Legislator Ella Lei Cheng I, who is also the vice-president of FOAM, remarked that the number of cases registered a slight decrease compared to 2015.
According to the FOAM data, the number of cases related to labour affairs accounted for 40 per cent of the total, or 408 cases, involving 805 labourers. In particular, a significant number of cases were to do with construction workers, suggesting that many workers were unreasonably dismissed or owed payment, said Ms. Lei.
She also addressed the issue of unfair treatment between local and non-resident workers, with local workers being dismissed or requested to cease work.
“Last September or October, there was a group of over 100 local construction workers who had worked for a large-scale construction project at Cotai and whose jobs were halted by the subcontractor within a day,” the FOAM vice-director claimed.
She added that the issue of back pay in the construction industry was common last year, claiming that some workers also found their wages had been unreasonably deducted after finishing their work.
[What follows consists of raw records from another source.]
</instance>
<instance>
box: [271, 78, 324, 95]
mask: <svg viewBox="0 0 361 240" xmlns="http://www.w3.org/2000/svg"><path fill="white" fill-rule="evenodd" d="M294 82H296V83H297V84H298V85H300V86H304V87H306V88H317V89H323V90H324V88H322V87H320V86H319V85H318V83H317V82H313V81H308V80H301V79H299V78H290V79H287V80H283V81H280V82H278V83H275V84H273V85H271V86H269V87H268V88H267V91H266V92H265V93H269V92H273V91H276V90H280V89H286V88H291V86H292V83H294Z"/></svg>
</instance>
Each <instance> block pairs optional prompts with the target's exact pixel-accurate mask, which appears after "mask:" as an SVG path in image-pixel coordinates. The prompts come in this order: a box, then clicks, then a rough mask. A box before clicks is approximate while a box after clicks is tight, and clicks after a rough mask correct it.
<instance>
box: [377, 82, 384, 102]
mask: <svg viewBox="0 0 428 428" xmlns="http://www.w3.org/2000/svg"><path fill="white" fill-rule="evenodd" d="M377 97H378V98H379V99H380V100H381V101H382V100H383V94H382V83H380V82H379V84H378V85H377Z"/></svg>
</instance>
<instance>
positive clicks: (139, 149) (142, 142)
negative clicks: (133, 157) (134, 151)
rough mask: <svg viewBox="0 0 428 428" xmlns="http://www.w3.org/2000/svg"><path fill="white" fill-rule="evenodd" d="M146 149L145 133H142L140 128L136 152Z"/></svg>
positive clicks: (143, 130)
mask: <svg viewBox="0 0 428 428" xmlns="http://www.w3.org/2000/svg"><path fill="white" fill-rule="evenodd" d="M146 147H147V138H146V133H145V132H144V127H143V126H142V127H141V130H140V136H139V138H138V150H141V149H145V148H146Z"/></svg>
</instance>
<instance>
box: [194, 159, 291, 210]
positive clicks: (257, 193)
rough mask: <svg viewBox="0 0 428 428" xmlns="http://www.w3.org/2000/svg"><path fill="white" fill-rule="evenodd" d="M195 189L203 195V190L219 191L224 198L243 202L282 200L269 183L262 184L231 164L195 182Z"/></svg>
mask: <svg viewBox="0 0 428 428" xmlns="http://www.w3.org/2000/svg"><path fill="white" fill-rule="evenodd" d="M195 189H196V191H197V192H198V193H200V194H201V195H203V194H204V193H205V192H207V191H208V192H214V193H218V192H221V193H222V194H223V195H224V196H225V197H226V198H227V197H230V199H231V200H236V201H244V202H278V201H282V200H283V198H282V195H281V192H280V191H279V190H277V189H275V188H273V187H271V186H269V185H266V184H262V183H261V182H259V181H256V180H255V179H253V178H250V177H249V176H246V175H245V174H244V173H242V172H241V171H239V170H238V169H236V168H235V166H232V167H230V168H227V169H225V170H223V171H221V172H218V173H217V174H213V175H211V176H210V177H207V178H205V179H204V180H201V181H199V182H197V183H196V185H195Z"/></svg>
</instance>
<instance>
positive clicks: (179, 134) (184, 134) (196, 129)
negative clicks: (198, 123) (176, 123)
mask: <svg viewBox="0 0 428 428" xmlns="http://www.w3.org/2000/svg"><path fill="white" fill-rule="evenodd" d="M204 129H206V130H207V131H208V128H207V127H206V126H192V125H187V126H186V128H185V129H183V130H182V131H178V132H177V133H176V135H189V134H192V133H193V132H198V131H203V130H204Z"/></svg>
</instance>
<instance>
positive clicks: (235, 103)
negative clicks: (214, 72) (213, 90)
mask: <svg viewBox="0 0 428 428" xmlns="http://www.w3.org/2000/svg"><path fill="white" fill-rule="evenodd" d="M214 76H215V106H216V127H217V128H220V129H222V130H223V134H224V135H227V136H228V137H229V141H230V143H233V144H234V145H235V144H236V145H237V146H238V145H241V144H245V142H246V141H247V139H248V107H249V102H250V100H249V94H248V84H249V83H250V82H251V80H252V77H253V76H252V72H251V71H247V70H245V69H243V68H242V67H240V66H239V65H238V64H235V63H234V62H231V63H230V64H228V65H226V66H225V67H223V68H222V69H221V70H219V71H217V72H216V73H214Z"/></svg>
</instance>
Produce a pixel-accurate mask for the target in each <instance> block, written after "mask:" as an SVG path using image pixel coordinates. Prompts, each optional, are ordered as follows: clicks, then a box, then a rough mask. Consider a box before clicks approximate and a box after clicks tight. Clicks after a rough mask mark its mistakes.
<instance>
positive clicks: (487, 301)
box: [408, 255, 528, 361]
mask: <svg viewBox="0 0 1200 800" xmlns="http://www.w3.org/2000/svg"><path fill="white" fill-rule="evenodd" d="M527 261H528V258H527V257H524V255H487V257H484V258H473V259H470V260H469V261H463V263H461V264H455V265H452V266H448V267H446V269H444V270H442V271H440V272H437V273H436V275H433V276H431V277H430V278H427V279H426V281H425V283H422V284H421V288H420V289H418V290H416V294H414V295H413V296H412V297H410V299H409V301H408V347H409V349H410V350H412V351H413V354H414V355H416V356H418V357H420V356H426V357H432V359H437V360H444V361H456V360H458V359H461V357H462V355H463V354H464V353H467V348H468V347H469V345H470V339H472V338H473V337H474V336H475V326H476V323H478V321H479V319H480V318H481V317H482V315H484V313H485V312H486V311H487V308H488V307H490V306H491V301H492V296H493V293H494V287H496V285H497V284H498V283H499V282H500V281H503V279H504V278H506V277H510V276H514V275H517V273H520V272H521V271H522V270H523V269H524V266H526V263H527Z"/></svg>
“There are many issues in which workers don’t know which contractor has actually hired them,” said Ms. Lei. “For instance, the major contractor claims they have paid the wages but the subcontractor says they haven’t received it.”
The unionist legislator thus suggests that the MSAR government develop regulations to discern and manage construction contracts, and consider implementing regulations to mandate that major contractors pay workers hired by subcontractors when there is a delay in wage payment.
She believes such a proposal would encourage workers to lodge complaints when issues arise and compel the main contractors to manage these situations better.
Job seeking difficulties
Meanwhile, Ms. Lei said that some job seekers are experiencing difficulty in finding jobs. She claimed her labour group had dealt with cases where the job seekers received no reply from the Labour Affairs Bureau after months of applications.
“There were cases in which the applicants didn’t receive any referral to other agencies after they applied at the government department,” said Ms. Lei, adding there were also cases where the applicants were referred to a job that offered a much lower salary than the market rate.
She claimed that many employees have also been forced to look for new jobs as many companies have shut down amid the city’s economic adjustment phase. Following the completion of major construction projects in the near future, the union’s vice-president expects more construction workers will face unemployment in the year ahead.
On the other hand, Ms. Lei pointed out that disputes relating to occupational injuries were also a significant issue last year.
Despite the implementation of the revised law on occupational injuries, the union vice-head said there had been many complaints about employers delaying payment of compensation to workers because of insufficient documentation.
“For example, an injured worker was advised to rest for 300 days, but the insurance company appointed another doctor and evaluated that the injury rate of the worker was not as high as the employee had previously reported,” said Ms. Lei. “And so there are disputes on the days allowed for recovery.”